Очнулся от яркого света, слишком твердого и назойливого, чтобы быть сном. В горле – шерстистый ком, мякиш темноты, запястья зудят, как будто ему обрубили кисти. Лампы режут глаза, пробует повернуть голову – виски сдавлены, закреплены холодом железа. Наверху, под потолком, сиял мертвой улыбкой проф. Колодный П. П.
– Доброе утро, голубчик. Как спалось?
«Он меня видит?! Что происходит? Неужели…»
– Не пытайтесь, золотце, освободиться, лежите уж смирно. Физиологически вы довольно-таки странный экземпляр, не скрою, я поражен. Но той дозы наркотика, что я вам вкатил, хватит, чтобы оглушить роту солдат. Если бы даже вам удалось встать, вам и шагу отсюда не сделать. А сердечко у вас могучее, да-с, я поражен. И весьма.
– Ч-ччто… <язык не ворочался абсолютно, проклятый свет ввинчивался в мозг, подобно буравчику, тело не ощущалось вовсе>.
– Что я собираюсь с вами делать? Ну как же, голубчик, как же! Вы послужите бесценным материалом для опытов. Обычный человек, рядовой, так сказать, индивидуум – одна статья, но вы, с вашей уникальнейшей нервной системой – совсем другое дело!
Старик исчез из поля зрения, послышался звон железа о железо. Флай еще раз попытался потянуться, но руки и ноги, видно, накрепко были прикручены к столу.

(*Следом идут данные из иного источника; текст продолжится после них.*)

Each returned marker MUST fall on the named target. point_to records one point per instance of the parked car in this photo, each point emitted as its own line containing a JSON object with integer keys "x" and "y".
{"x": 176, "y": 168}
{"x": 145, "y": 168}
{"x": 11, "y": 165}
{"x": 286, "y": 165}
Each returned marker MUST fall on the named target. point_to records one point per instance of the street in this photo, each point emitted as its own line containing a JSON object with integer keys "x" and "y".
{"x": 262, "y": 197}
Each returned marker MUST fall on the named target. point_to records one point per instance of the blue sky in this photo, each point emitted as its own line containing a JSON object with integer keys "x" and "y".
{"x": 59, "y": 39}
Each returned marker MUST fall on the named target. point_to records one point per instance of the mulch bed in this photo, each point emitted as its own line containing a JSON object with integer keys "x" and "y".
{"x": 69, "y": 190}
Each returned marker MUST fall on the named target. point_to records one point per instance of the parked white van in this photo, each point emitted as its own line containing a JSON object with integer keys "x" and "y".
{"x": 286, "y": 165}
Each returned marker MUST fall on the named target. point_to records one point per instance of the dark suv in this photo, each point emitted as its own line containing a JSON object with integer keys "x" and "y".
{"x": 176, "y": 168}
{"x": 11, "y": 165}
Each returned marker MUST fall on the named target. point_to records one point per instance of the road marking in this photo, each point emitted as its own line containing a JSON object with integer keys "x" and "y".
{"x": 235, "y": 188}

– К сожалению, – выскочил Пров Провыч, как петрушка из коробочки, – времени у нас не так много. Пять дней всего. А столько нужно сделать!
– Зав. Тра. («Сюда придут», – хотел выговорить.)
– Завтра суббота, дорогуша! Выходной. И воскресение – выходной. А следующие три дня лаборатория в бесплатном отпуске – спасибочки администрации! Ну-ну, лежите-лежите, отдыхайте. Вы понадобитесь мне целиком, с вашим незамутненным сознанием. Вот завтра действие наркотика кончится, там и займемся.
Флай закрыл глаза и настойчиво собирал свои ощущения, сбивал их в строй; было муторно.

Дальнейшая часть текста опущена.